- Official name: Consuales Ludi
- Observed by: Roman Republic, Roman Empire
- Type: Ancient Roman
- Celebrations: Chariot racing
- Observances: Horses, Mules and Asses were adorned with garlands
- Date: 21 August, 15 December

= Consualia =

Ancient Roman festivals in honor of Consus

The Consualia or Consuales Ludi was the name of two ancient Roman festivals in honor of Consus, a tutelary deity of the harvest and stored grain. Consuales Ludi harvest festivals were held on August 21, and again on December 15, in connection with grain storage.

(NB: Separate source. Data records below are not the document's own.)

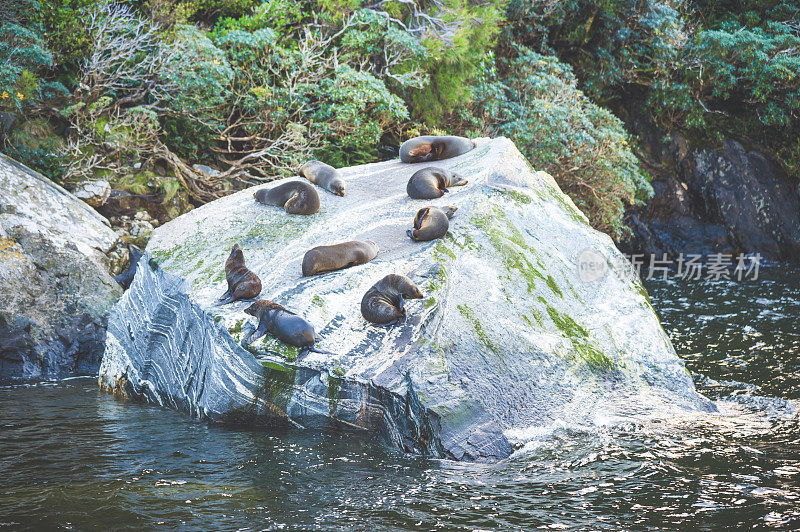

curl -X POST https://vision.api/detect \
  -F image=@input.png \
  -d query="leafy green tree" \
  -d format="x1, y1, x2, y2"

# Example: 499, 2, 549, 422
0, 0, 69, 179
503, 0, 684, 102
503, 0, 800, 173
650, 0, 800, 171
470, 47, 652, 238
34, 0, 103, 73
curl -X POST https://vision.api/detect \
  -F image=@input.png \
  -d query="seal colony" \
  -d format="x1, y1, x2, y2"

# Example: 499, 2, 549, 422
228, 136, 473, 352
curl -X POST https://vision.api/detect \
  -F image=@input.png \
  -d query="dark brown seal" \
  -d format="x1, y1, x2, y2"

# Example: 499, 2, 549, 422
360, 274, 424, 325
114, 243, 143, 290
302, 240, 379, 277
219, 244, 262, 305
406, 167, 468, 199
254, 180, 320, 215
399, 136, 475, 163
407, 206, 457, 241
244, 300, 316, 352
299, 160, 345, 196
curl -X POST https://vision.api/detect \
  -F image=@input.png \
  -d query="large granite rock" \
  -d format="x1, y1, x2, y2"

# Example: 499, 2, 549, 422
99, 137, 714, 461
0, 153, 124, 382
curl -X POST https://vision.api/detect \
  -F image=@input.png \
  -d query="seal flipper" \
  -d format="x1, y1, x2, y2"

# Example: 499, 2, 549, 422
216, 292, 236, 306
283, 192, 301, 214
373, 317, 404, 327
245, 321, 268, 344
406, 229, 416, 241
299, 345, 336, 359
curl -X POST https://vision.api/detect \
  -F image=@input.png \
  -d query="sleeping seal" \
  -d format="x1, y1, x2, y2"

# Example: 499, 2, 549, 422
302, 240, 379, 277
299, 160, 345, 196
407, 206, 457, 241
406, 167, 468, 199
254, 180, 320, 215
399, 135, 475, 163
360, 274, 424, 325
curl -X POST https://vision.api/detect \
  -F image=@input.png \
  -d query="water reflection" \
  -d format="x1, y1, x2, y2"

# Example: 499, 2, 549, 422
1, 267, 799, 530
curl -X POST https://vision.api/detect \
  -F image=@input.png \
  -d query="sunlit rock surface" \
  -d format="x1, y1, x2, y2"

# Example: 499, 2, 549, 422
99, 137, 714, 461
0, 153, 123, 382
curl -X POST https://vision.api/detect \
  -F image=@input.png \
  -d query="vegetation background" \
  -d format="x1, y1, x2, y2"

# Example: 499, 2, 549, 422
1, 0, 798, 239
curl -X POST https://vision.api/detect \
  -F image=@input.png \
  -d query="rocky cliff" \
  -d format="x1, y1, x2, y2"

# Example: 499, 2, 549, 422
99, 137, 714, 461
622, 118, 800, 262
0, 153, 124, 382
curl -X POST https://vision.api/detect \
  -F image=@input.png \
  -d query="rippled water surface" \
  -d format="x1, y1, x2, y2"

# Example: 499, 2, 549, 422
2, 268, 799, 530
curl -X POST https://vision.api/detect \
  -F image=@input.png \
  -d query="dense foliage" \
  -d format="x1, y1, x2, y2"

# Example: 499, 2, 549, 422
505, 0, 800, 172
469, 47, 652, 237
0, 0, 796, 238
654, 0, 800, 169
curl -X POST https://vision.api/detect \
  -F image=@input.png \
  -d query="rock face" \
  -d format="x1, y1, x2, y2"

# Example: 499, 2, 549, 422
0, 153, 123, 382
623, 125, 800, 262
72, 179, 111, 208
99, 137, 714, 461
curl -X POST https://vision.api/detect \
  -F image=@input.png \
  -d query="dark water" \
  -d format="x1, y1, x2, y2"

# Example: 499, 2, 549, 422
2, 269, 800, 530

The shrine of Consus was underground, it was covered with earth all year and was only uncovered for this one day. Mars, the god of war, as a protector of the harvest, was also honored on this day, as were the Lares, the household gods that individual families held sacred.

During the celebration horses, mules, and asses were exempted from all labour, and were led through the streets adorned with garlands and flowers. Chariot races were held this day in the Circus Maximus, which included an odd race in which chariots were pulled by mules.

In Roman mythology, the Consualia was founded by Romulus as an occasion to gather his Sabine neighbors. When the community was assembled and in a state of drunken festivity, Romulus's men abducted the daughters of the Sabines to become their brides (see "The Rape of the Sabine Women").

There were also sacrifices to Consus on 7 July. Consus' feasts were followed by those of the related goddess Ops: the Opiconsivia on 25 August and the Opalia on 19 December.

According to Livy, the festival honors Neptune.